Orphan GPR26 Counteracts Early Phases of Hyperglycemia-Mediated Monocyte Activation and Is Suppressed in Diabetic Patients

Round 1

Reviewer 1 Report

The manuscript by ZA Kichi et al. contributes do defining a role the so far novel, orphan GPCR member, GPR26 in human monocytes and PBMCs, in the context of Type 2 diabetes. The authors showed expression of GPR26 is negatively affected in PBMCs from subjects with T2D compared to healthy controls. By using GPR26 knockdown approach in human monocytes (THP-1 cells), the authors demonstrated significance of GPR26 in protecting monocytes against cell death. The manuscript holds novelty, is well written, however, before being further considered for publication in Biomedicines, the following minor and major comments should be addressed.

Minor comments:
1. Please remove any doubled parts of the manuscript (e.g. doubled "Material and Methods", lines: 238-392, "Results", lines: 395-401)
2. Abstract: line 37, please use (hyperglycemia (HG)), the right bracket is missing
3. What do the authors mean by "scientific committee", line 72?
4. Line 130- please correct "Thermos Scientific", line 614-please correct "controversial" to "controversy"
5. Figs. 2,3,5- what is the scale presented in the images?
6. Figs. 2,3- what is this white structure presented in fluorescent images?
7. Please carefully check the spelling and style, eg. line 92, should be "T2D-related", hyphen is missing
Major comments:
1. Please separate results and discussion-in the current version the results part contains some discussion-related comments, please include those in the "Discussion" section
2. Can the authors comment on sex-related differences in the obtained results, taking differences in groups (T2D vs. healthy donors) characteristics (men vs. women number), is there any sex-related effect, differences?
3. The authors show relatively broad range of HbA1c values in the analyzed population of subjects with Type 2 diabetes, 5.92-11.29, and also differences in the treatment used (Insulin vs. 21 other medications), can the authors discuss this aspect in more detail?

Author Response

The reply with detailed files is attached due to Tables and figures contained. We therefore made a PDF version of the point-by-point response to Reviewer #1

Author Response File: Author Response.pdf

Reviewer 2 Report

Interesting review in the area of preclinical study of Orphan GPR26 counteracts early phases of hyperglycemia-mediated monocyte activation and is suppressed in diabetic patients.

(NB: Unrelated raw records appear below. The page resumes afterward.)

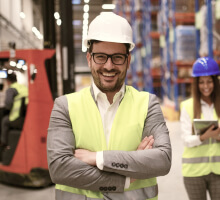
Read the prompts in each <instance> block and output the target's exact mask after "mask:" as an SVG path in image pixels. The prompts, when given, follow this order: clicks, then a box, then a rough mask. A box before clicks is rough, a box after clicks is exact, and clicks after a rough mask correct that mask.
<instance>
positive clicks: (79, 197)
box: [55, 186, 158, 200]
mask: <svg viewBox="0 0 220 200" xmlns="http://www.w3.org/2000/svg"><path fill="white" fill-rule="evenodd" d="M155 191H157V193H158V188H157V186H154V187H150V188H141V189H137V190H131V191H126V192H123V193H109V192H107V193H103V197H102V198H92V197H88V196H87V197H86V198H85V197H84V196H82V195H80V194H76V193H71V192H66V191H63V190H60V189H58V188H56V190H55V192H56V200H61V199H62V200H70V199H71V200H81V199H82V200H85V199H86V200H103V199H115V200H116V199H117V200H129V199H132V200H133V199H137V198H139V199H140V198H141V197H142V196H143V193H144V194H145V195H147V196H146V197H145V200H157V199H158V198H157V197H153V198H150V196H153V194H154V193H155Z"/></svg>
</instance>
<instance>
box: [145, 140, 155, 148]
mask: <svg viewBox="0 0 220 200" xmlns="http://www.w3.org/2000/svg"><path fill="white" fill-rule="evenodd" d="M153 144H154V139H153V138H152V139H150V141H149V143H148V145H147V146H146V147H145V148H144V149H152V148H153Z"/></svg>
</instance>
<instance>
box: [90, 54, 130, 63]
mask: <svg viewBox="0 0 220 200" xmlns="http://www.w3.org/2000/svg"><path fill="white" fill-rule="evenodd" d="M96 54H103V55H106V56H107V59H106V61H105V62H103V63H97V62H96V61H95V59H94V56H95V55H96ZM90 55H91V57H92V58H93V61H94V62H95V63H96V64H99V65H104V64H105V63H107V61H108V59H109V58H111V62H112V63H113V64H114V65H124V64H125V61H126V59H127V58H128V54H123V53H114V54H106V53H91V54H90ZM115 55H122V56H125V60H124V62H123V63H122V64H115V63H114V62H113V60H112V57H113V56H115Z"/></svg>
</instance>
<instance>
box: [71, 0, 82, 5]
mask: <svg viewBox="0 0 220 200" xmlns="http://www.w3.org/2000/svg"><path fill="white" fill-rule="evenodd" d="M80 3H81V1H80V0H72V4H80Z"/></svg>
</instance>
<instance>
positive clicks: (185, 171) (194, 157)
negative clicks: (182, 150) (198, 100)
mask: <svg viewBox="0 0 220 200" xmlns="http://www.w3.org/2000/svg"><path fill="white" fill-rule="evenodd" d="M183 107H184V109H185V110H186V111H187V113H188V114H189V116H190V118H191V121H193V99H192V98H190V99H188V100H186V101H184V102H182V103H181V109H182V108H183ZM201 118H204V117H203V115H202V116H201ZM213 118H214V119H218V117H217V114H216V112H214V116H213ZM219 121H220V120H219ZM182 163H183V164H182V174H183V176H185V177H198V176H203V175H207V174H209V173H211V172H213V173H215V174H220V143H219V141H217V140H215V139H212V138H210V139H208V140H205V141H203V143H202V144H201V145H199V146H196V147H185V148H184V152H183V158H182Z"/></svg>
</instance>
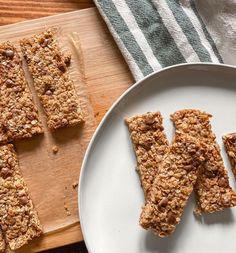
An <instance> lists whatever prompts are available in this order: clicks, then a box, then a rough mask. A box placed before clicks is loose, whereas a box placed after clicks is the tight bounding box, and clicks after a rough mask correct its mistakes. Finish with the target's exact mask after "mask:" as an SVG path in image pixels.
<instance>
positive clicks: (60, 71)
mask: <svg viewBox="0 0 236 253" xmlns="http://www.w3.org/2000/svg"><path fill="white" fill-rule="evenodd" d="M54 35H55V34H54V31H53V30H52V29H49V30H47V31H45V32H42V33H40V34H37V35H35V36H33V37H31V38H27V39H23V40H21V49H22V52H23V54H24V57H25V59H26V61H27V64H28V68H29V71H30V73H31V75H32V77H33V81H34V86H35V89H36V92H37V94H38V96H39V98H40V101H41V103H42V106H43V108H44V111H45V114H46V116H47V124H48V127H49V128H50V129H57V128H61V127H64V126H73V125H76V124H79V123H81V122H83V116H82V112H81V108H80V106H79V103H78V99H77V95H76V91H75V88H74V84H73V82H72V80H71V79H70V78H69V74H68V66H69V65H70V57H69V56H64V55H63V54H62V53H61V51H60V49H59V46H58V43H57V41H56V38H55V36H54Z"/></svg>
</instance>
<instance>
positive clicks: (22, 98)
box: [0, 42, 43, 143]
mask: <svg viewBox="0 0 236 253" xmlns="http://www.w3.org/2000/svg"><path fill="white" fill-rule="evenodd" d="M0 97H1V99H0V115H1V117H0V143H7V142H10V141H15V140H18V139H22V138H28V137H32V136H33V135H35V134H39V133H42V132H43V130H42V125H41V123H40V121H39V117H38V113H37V109H36V107H35V106H34V104H33V100H32V96H31V94H30V90H29V88H28V84H27V81H26V79H25V76H24V71H23V68H22V61H21V59H20V56H19V54H18V53H17V51H16V48H15V47H14V46H13V45H12V44H10V43H9V42H6V43H2V44H0Z"/></svg>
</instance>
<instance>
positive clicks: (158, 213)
mask: <svg viewBox="0 0 236 253" xmlns="http://www.w3.org/2000/svg"><path fill="white" fill-rule="evenodd" d="M203 161H204V156H203V150H202V149H201V145H200V143H199V142H198V141H197V139H195V138H192V137H189V136H188V135H185V134H179V133H176V136H175V140H174V142H173V143H172V144H171V146H170V147H169V149H168V152H167V153H166V154H165V155H164V157H163V162H162V163H161V165H160V167H159V170H158V173H157V175H156V177H155V180H154V182H153V184H152V187H151V189H150V193H149V196H148V200H147V202H146V205H145V206H144V207H143V210H142V213H141V216H140V225H141V226H142V227H143V228H145V229H151V230H153V231H154V233H156V234H158V235H159V236H160V237H165V236H168V235H170V234H171V233H172V232H173V231H174V230H175V228H176V225H177V224H178V223H179V222H180V217H181V215H182V213H183V209H184V207H185V205H186V203H187V200H188V198H189V196H190V194H191V192H192V191H193V187H194V184H195V182H196V180H197V177H198V171H199V167H200V166H201V164H202V163H203Z"/></svg>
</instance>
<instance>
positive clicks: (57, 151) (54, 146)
mask: <svg viewBox="0 0 236 253" xmlns="http://www.w3.org/2000/svg"><path fill="white" fill-rule="evenodd" d="M58 151H59V148H58V146H56V145H54V146H53V147H52V152H53V153H54V154H56V153H57V152H58Z"/></svg>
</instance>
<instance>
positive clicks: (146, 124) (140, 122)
mask: <svg viewBox="0 0 236 253" xmlns="http://www.w3.org/2000/svg"><path fill="white" fill-rule="evenodd" d="M125 122H126V123H127V125H128V127H129V131H130V136H131V139H132V142H133V146H134V151H135V154H136V157H137V171H138V173H139V176H140V180H141V185H142V187H143V191H144V195H145V197H147V195H148V192H149V190H150V187H151V185H152V183H153V180H154V178H155V177H156V174H157V170H158V168H159V166H160V163H161V161H162V158H163V155H164V154H165V153H166V151H167V148H168V141H167V138H166V135H165V133H164V128H163V126H162V116H161V114H160V112H155V113H146V114H142V115H137V116H134V117H131V118H126V119H125Z"/></svg>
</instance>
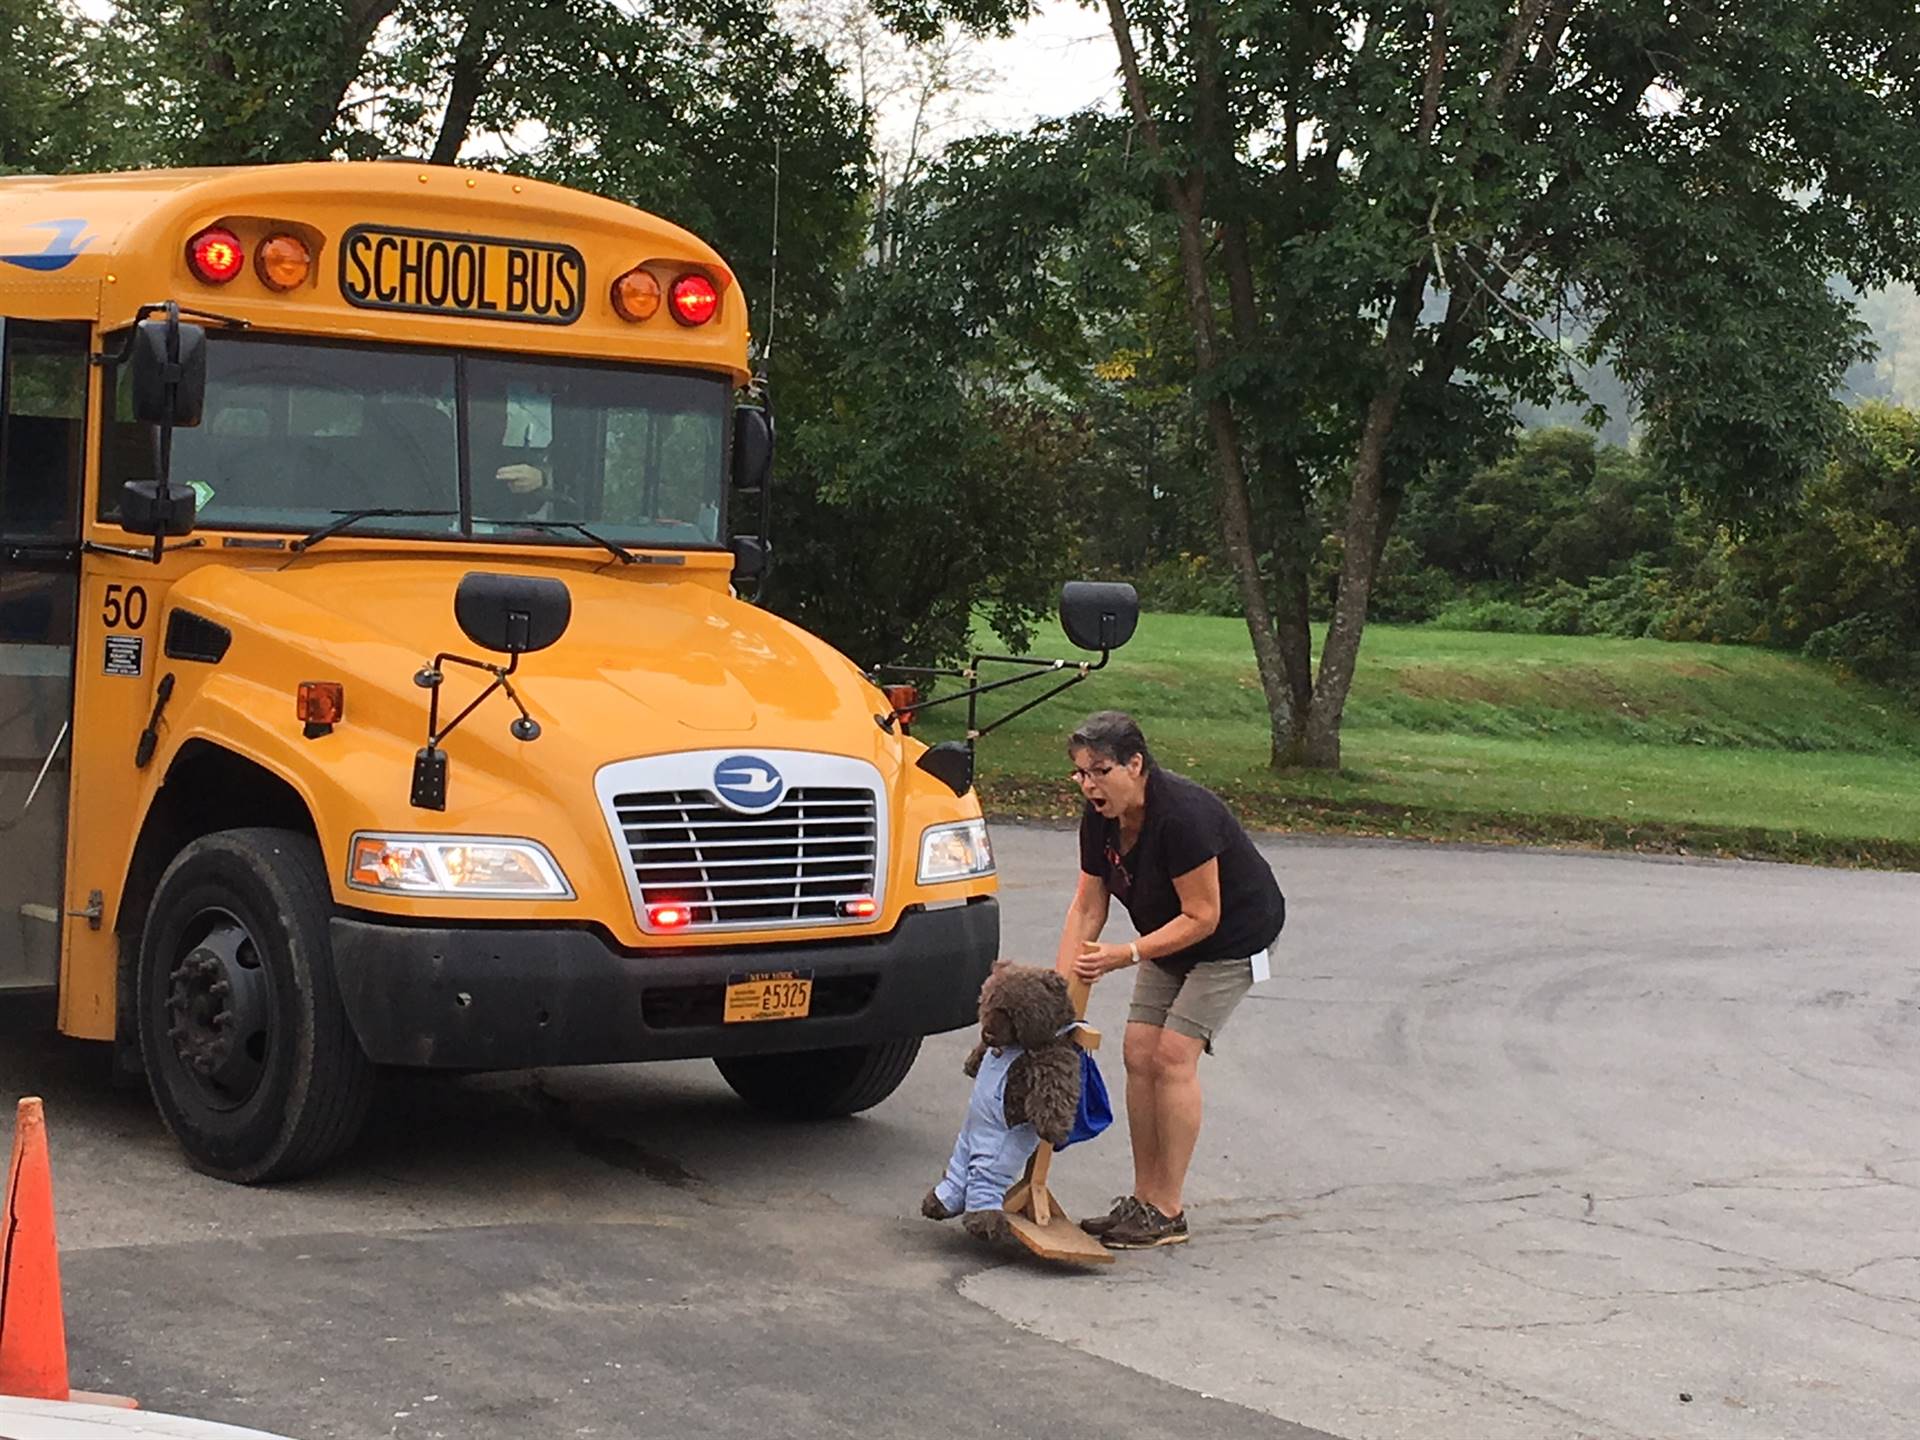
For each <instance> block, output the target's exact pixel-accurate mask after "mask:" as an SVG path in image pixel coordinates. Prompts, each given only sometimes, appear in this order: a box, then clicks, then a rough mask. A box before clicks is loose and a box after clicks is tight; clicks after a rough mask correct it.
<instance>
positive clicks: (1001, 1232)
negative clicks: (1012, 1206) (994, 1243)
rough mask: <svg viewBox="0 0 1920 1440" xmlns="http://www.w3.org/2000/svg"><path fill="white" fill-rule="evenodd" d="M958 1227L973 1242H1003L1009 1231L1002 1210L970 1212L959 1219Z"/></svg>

Data on the involvement of neutrophils and blood monocytes in various pathological processes in patients with diabetes are quite contradictory. Some researchers note the absence of differences in the structure of neutrophil cytomembranes in healthy and sick people. Others— a statistically significant decrease in insulin-binding activity of blood mononuclear cells in pregnant women with type diabetes and gestational diabetes compared with healthy ones.

It is known that in monocytes with diabetes, all enzymes are characterized by a decrease in the number of cells with a high degree of reaction and a moderate decrease in the activity of all enzymes.

Most of these GPCRs are 21 orphan receptors, which mechanism of action in diabetes is unknown.

The data presented in the review indicated that GPR26 is initially activated to protect monocytes from HG, and is inhibited un- 31 der chronic hyperglycemic conditions.

The data obtained may lead to the development of new ways to prevent atherosclerotic complications in diabetic patients.

 

I don't have any questions or comments. The review of the manuscript biomedicines-1787030 can be published.

Author Response

We thank the reviewer for appreciating our work and for pointing out that the data regarding the role of neutrophils and blood monocytes in diabetic patients are still highly controversial. We believe that this work, together with the available literature regarding the presence of differentially regulated orphan GPCRs in diabetic patients may pave the way for new studies aimed at further investigating the role of orphan GPCRs as a link between diabetes and atherosclerotic complications.

In line with the suggestion to improve the introductory section, we have revisited the introduction and increased the references, including data on the still controversial and under-investigated role of circulating neutrophils and monocytes highlighted by the Reviewer.

Round 2

Reviewer 1 Report

The authors have addressed comments and improved quality of their manuscript.